また、食文化や歴史、アウトドアなど、日本各地には豊富なコンテンツが揃っています。東京でも興味深い事例があります。80歳のあるおばあちゃんがAirbnbに登録し、英語が話せないにもかかわらず、身振り手振りでコミュニケーションをとる姿が大人気です。どのアプローチでも最終的には、地域の人々が主役となり、彼らの生活や文化が訪日客を魅了するのです。」

-瀬戸内リトリート 青凪 by 温故知新 総支配人 下窪 日登美氏

「ガイド付きで観光地を巡る方も多くいらっしゃいますが、一方で 『もっとローカルな体験をしたい』というニーズが増えていると感じています。私たちにとっては日常的で特別ではないものが、訪問者にとっては豊かな価値を持つと再認識させられます。そのため、まずは私たち自身がその価値に気づき、理解することが大切だと強く感じています。
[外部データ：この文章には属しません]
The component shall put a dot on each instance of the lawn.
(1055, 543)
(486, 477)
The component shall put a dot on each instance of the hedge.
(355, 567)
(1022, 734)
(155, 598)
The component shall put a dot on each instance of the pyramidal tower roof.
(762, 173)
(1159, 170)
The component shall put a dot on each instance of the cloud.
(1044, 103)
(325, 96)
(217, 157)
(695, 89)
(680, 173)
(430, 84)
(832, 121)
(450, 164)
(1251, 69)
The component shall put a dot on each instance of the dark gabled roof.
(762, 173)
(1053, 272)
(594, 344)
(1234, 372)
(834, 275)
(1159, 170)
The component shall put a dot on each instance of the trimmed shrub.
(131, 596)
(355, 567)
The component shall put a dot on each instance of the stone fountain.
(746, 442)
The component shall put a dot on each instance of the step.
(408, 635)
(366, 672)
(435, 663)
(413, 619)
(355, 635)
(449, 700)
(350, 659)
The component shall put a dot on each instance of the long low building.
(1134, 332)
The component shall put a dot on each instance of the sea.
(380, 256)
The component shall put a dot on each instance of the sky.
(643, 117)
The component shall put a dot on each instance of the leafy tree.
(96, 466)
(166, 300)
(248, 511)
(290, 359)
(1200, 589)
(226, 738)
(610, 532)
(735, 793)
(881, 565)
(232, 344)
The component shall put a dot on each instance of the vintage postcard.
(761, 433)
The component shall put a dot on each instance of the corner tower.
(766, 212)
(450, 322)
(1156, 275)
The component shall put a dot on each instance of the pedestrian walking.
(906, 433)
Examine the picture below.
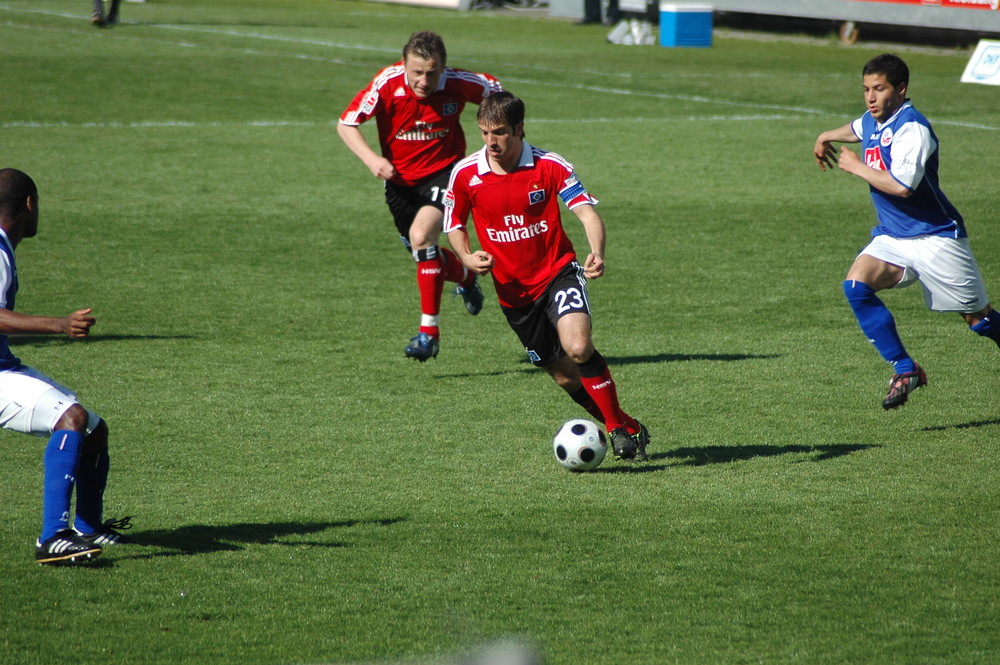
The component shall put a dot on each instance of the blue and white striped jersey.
(906, 147)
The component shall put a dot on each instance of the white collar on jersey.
(527, 158)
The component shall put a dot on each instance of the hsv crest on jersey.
(873, 158)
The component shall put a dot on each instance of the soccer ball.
(580, 445)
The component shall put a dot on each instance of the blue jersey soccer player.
(920, 235)
(32, 403)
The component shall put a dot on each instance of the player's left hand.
(593, 267)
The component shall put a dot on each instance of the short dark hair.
(15, 188)
(891, 66)
(426, 45)
(501, 108)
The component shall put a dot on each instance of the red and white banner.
(954, 4)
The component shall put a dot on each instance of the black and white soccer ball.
(580, 445)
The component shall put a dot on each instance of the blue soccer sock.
(878, 325)
(61, 456)
(91, 480)
(989, 326)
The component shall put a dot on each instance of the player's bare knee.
(75, 419)
(579, 350)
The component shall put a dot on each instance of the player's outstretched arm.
(355, 141)
(850, 162)
(76, 325)
(593, 225)
(824, 152)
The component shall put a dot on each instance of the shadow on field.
(724, 454)
(204, 539)
(681, 357)
(39, 340)
(974, 423)
(528, 368)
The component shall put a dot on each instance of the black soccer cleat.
(108, 533)
(641, 439)
(901, 385)
(622, 443)
(422, 347)
(66, 547)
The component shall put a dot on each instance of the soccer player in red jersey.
(512, 190)
(417, 104)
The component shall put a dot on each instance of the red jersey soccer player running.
(417, 104)
(512, 190)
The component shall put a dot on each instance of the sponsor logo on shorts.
(873, 158)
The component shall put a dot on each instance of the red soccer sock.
(601, 388)
(430, 281)
(454, 271)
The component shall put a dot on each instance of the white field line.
(797, 112)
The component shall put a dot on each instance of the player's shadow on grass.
(205, 539)
(527, 367)
(969, 425)
(702, 456)
(682, 357)
(40, 340)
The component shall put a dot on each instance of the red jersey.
(419, 136)
(517, 218)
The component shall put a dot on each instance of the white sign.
(984, 65)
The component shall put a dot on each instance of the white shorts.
(945, 268)
(32, 403)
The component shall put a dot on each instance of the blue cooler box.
(685, 25)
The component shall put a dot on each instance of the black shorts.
(404, 201)
(535, 324)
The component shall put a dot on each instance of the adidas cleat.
(641, 439)
(622, 443)
(108, 533)
(901, 385)
(66, 547)
(422, 347)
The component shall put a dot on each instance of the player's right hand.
(825, 154)
(382, 169)
(77, 325)
(480, 262)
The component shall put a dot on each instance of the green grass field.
(304, 494)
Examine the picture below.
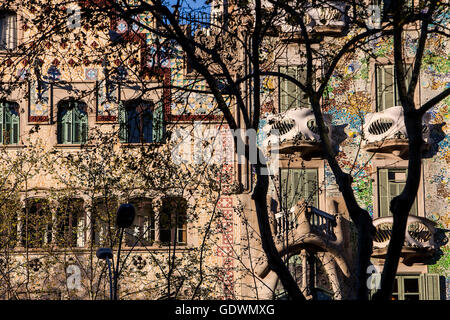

館内での体験はもちろん大切で、私たちもお客様の満足度向上に努めています。しかし、地域全体を巻き込んだ体験を提供することで、お客様の喜びがより大きくなると実感しています。特に最近、このことに気づかされる場面が増えており、地域全体での体験価値を高める重要性を改めて感じています。」

– 四国ツアーズ株式会社 地域コーディネーター 株式会社地域ソリューション パートナーズ徳島支社 アドバイザー 出尾 宏二氏

「徳島県も外国人観光客が増えており、年間宿泊者数は約5万人と少数ながら、そのうち約43%が香港からの訪問者です。次いで台湾、中国本土、アメリカ、フランスと続きますが、今年はフランスが他国を追い抜く勢いで、ヨーロッパからの訪問者が増加している状況です。

ガイドが重要なのは、観光客の体調や興味を察知し、柔軟に案内内容を調整することです。食に関しては、食べること自体ではなく、焼いている職人との交流が印象的で、こうした職人との会話が忘れられない体験となるのです。

高級グルメやおしゃれな欧風料理も良いですが、田舎の地域では、ランチ自体が人と交流する手段となり、「交流ランチ」としての価値が大きいと感じます。料理を作るお母さんや、焦がしてしまった大判焼きを焼く職人の話が、訪日客にとって楽しい思い出となるのです。
最終的には「人とのつながり」が鍵であり、人間関係の大変さもありますが、そこにこそ幸せや楽しみがあると強く感じています。」

最後は、各パネリストより瀬戸内を一緒に盛り上げていこうというエールが送られました。